Dinner was a flop. We were able to discuss what didn't work and that feels like success. In part a mismatch of my really simple desire tonight, something that could be fixed with a better sauce, peanut sauce at that!
Floats are open!! Have been since June 20th, but I only just thought to check. I was even able to get one right after therapy tomorrow. I'm really looking forward to the float so much, my body really could use it!
Reclaiming
Today I raked off the patio and began trimming the first of our several Japanese Maples. There's still debris to bag up, especially since CK also began trimming some of our shrubs, but it already is a huge improvement.
This year I'm reclaiming the pond from the grass. I wish I could make all the grass go away for the most part, but especially the grass near the pond!
While we were outside doing all that I was getting texts from AF asking if we needed groceries and telling me that donuts were coming unless I replied back, "No!". Since I was raking and cutting things, I left me phone on the table, ignored. By the time I saw it, I only needed to open the front door and there were surprise donuts!
I realized that I heard very few explosions this evening, none for the past 45 minutes or more (it is just now midnight), and I'm really grateful.
Freedom
Some things my students named this morning when I asked them to share what freedom meant to them:
- Choices
- Love
- Inclusive/Including & Responsibility
- Movement
- Breathe
- Good sense to live a life of service to others
- Lightness, ease, & abundance
I then asked them to notice how related all these things are. Then we considered how each thing on the list is not a fixed point.
If we stop attending to our abundance we no longer have abundance.
In this way we began to unpack the wise words of Angela Davis, that freedom is a constant struggle.
I spent much of the rest of the day trying not to feel enraged at every shriek of group laughter from the neighbor's. It's 01:05 and I just heard another firework.
I loathe the Fourth of July with a passion this year especially.
Shopping is Exhausting
I went to WinCo for the first time since March today and I'll need to go back soon to pick up a special bulk order. It was busy, but masks are required now so it made it a little less stressful. No one was without one and people kept distance fairly well.
I was dismayed to see carts filled with party supplies. What is there to celebrate and why aren't people staying home!? That and the folks waiting until they last possible moment to put on mask and pulling it off right away.
I felt grumpy the rest of the day, still feeling that way.
Celebrate What
I had naively hoped there would be a ban on fireworks sales this year.
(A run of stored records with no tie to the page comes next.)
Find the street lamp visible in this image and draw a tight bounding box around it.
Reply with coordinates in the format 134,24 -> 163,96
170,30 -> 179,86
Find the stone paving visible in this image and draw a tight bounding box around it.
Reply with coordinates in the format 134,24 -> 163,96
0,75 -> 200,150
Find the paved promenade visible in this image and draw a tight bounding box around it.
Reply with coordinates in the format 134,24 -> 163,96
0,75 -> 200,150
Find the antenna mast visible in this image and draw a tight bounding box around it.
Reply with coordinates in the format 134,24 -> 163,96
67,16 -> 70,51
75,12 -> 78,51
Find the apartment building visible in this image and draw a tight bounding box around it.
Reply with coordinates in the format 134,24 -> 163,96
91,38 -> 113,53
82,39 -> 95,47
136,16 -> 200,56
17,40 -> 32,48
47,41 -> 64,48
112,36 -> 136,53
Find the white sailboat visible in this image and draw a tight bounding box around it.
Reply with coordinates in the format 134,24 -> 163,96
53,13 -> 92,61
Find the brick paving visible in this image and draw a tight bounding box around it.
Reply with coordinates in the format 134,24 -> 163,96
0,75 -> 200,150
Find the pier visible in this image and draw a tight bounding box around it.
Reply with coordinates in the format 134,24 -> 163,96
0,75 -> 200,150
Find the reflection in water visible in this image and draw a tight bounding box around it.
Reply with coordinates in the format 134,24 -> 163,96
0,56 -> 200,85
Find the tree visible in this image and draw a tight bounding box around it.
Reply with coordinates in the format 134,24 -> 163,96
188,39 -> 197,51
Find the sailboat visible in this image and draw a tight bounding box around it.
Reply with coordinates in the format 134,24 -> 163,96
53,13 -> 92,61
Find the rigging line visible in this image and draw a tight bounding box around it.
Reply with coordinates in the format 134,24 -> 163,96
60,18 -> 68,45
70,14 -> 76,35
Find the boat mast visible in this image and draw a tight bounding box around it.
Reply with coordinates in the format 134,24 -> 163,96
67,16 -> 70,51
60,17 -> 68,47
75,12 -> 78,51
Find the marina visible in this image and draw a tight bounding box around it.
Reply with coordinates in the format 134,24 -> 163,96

We're still in a pandemic, it isn't getting better, and we should still be physically distancing. Cops are still killing Black people. Cops in Oregon are swearing about the Governor and defying her order to wear a mask indoors.
American individualism and exceptionalism is a failed model.
Society needs people to want to do things for the good of the collective, but we've got a country filled with selfish individuals.
Fireworks were being shot off in the neighborhood tonight. This year it is making me angrier than ever before.
What the fuck is there to celebrate in 2020?
What's worse. People aren't doing it to celebrate anything. They're doing it because they're bored and they find it find to maker loud explosions that upset all the animals and humans sensitive to sudden noise. It's just gross.